Background: Resistant fibrotic calcified plaque is a major limitation in treating peripheral arterial disease (PAD). Percutaneous transluminal angioplasty (PTA) balloon pressures of 8-16 atm are typically required in these lesions. Ultrasound has detected significant dissection or plaque fracture immediately after balloon dilation in 76% of patients. Endovascular techniques are available that remove calcified plaque and alter lesion compliance, which minimizes dissection and stenting. A single-center experience evaluating the long-term durability of calcified plaque removal utilizing orbital atherectomy is presented.

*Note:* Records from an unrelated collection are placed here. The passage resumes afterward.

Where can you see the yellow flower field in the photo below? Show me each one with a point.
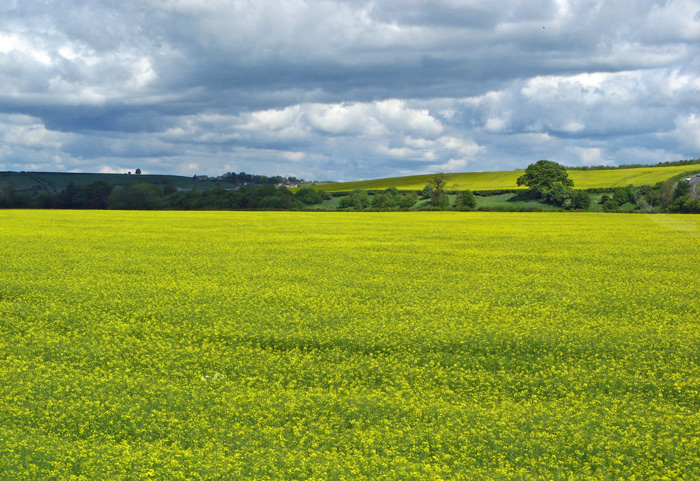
(419, 345)
(583, 179)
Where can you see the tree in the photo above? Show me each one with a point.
(308, 195)
(543, 175)
(465, 199)
(137, 197)
(439, 196)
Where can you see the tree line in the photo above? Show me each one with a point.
(547, 182)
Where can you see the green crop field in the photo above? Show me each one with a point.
(583, 179)
(413, 345)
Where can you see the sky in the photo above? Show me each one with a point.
(346, 89)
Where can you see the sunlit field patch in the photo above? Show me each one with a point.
(427, 345)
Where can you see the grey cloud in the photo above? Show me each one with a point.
(177, 81)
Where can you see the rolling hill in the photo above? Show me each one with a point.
(583, 179)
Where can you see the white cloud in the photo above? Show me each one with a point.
(347, 89)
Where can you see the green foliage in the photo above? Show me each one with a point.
(686, 205)
(438, 196)
(610, 205)
(682, 189)
(139, 196)
(623, 195)
(562, 196)
(465, 199)
(308, 196)
(357, 200)
(543, 176)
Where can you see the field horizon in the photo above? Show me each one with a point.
(506, 180)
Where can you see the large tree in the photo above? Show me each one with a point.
(541, 177)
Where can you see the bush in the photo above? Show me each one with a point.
(309, 196)
(465, 199)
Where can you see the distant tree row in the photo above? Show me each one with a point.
(244, 179)
(635, 166)
(547, 181)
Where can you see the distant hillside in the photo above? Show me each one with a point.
(583, 179)
(57, 181)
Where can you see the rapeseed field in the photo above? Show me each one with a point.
(583, 179)
(421, 345)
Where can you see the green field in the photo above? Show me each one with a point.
(583, 179)
(412, 345)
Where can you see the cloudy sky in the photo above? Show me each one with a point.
(346, 89)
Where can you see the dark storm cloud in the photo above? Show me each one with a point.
(346, 89)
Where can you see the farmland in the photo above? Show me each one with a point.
(414, 345)
(583, 179)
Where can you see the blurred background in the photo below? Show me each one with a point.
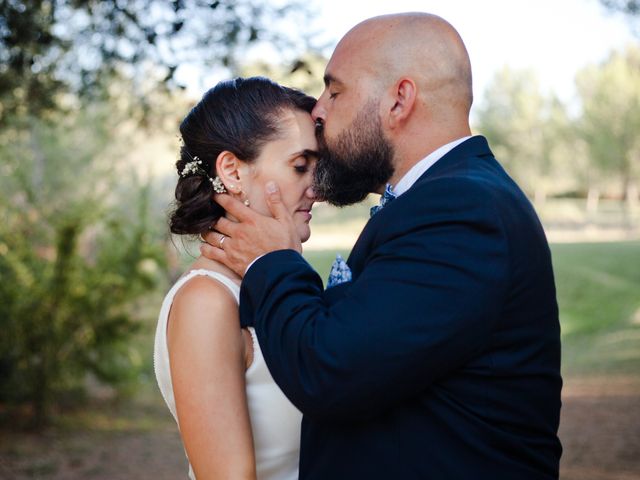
(91, 95)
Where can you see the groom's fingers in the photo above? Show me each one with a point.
(274, 202)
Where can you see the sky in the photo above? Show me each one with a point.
(554, 38)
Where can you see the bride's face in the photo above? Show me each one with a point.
(289, 161)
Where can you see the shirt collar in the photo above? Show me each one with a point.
(423, 165)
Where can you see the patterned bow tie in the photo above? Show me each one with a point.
(386, 197)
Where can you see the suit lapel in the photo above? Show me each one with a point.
(476, 146)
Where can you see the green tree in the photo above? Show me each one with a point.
(610, 118)
(525, 129)
(75, 251)
(304, 73)
(49, 47)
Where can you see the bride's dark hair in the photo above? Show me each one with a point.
(239, 116)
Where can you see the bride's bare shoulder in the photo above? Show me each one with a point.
(203, 296)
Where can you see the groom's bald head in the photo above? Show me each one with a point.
(397, 87)
(421, 46)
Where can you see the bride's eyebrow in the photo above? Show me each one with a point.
(304, 153)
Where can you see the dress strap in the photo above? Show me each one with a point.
(226, 281)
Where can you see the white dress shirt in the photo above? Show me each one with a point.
(423, 165)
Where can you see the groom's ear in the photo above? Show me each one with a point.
(404, 98)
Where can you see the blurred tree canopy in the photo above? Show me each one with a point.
(629, 7)
(51, 47)
(525, 127)
(610, 120)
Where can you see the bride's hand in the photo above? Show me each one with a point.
(238, 243)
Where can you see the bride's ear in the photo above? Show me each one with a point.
(228, 168)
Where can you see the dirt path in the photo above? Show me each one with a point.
(600, 431)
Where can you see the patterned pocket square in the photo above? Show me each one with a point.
(340, 272)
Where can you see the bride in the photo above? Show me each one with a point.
(233, 419)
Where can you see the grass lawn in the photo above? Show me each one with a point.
(598, 287)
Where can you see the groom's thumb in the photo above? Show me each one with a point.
(274, 201)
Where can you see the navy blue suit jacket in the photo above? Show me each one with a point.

Methods: Patients with PAD underwent primary intervention with orbital atherectomy followed by low-pressure balloon angioplasty. Lesion compliance markers, including balloon inflation pressures and times, dissection rates, and bail-out stent rates, were recorded. Twelve-month re-intervention rates were also tracked.
Results: Forty-six patients (57 lesions) were treated. Average age was 71 years and 74% of the patients were male. Rutherford classification was 3 to 5 for all patients. Lesion locations were in the common femoral artery (9%), superficial femoral artery (56%), popliteal artery (19%), and tibial/peritoneal arteries (16%). Average pretreatment stenosis was 90%. Adjunctive PTA was utilized in 82.5% of the lesions. Mean maximum inflation pressure was 5 atm for a mean of 2.3 minutes. Mean residual stenosis was 11%. One dissection occurred and no bailout stenting was required. Five patients (10.9%) returned for target lesion re-treatment.
Conclusion: Orbital atherectomy modifies calcified lesion compliance in resistant peripheral arterial plaques as demonstrated by low balloon inflation pressures of short duration. Bail-out stenting was eliminated. Results were durable and the re-intervention rate was low.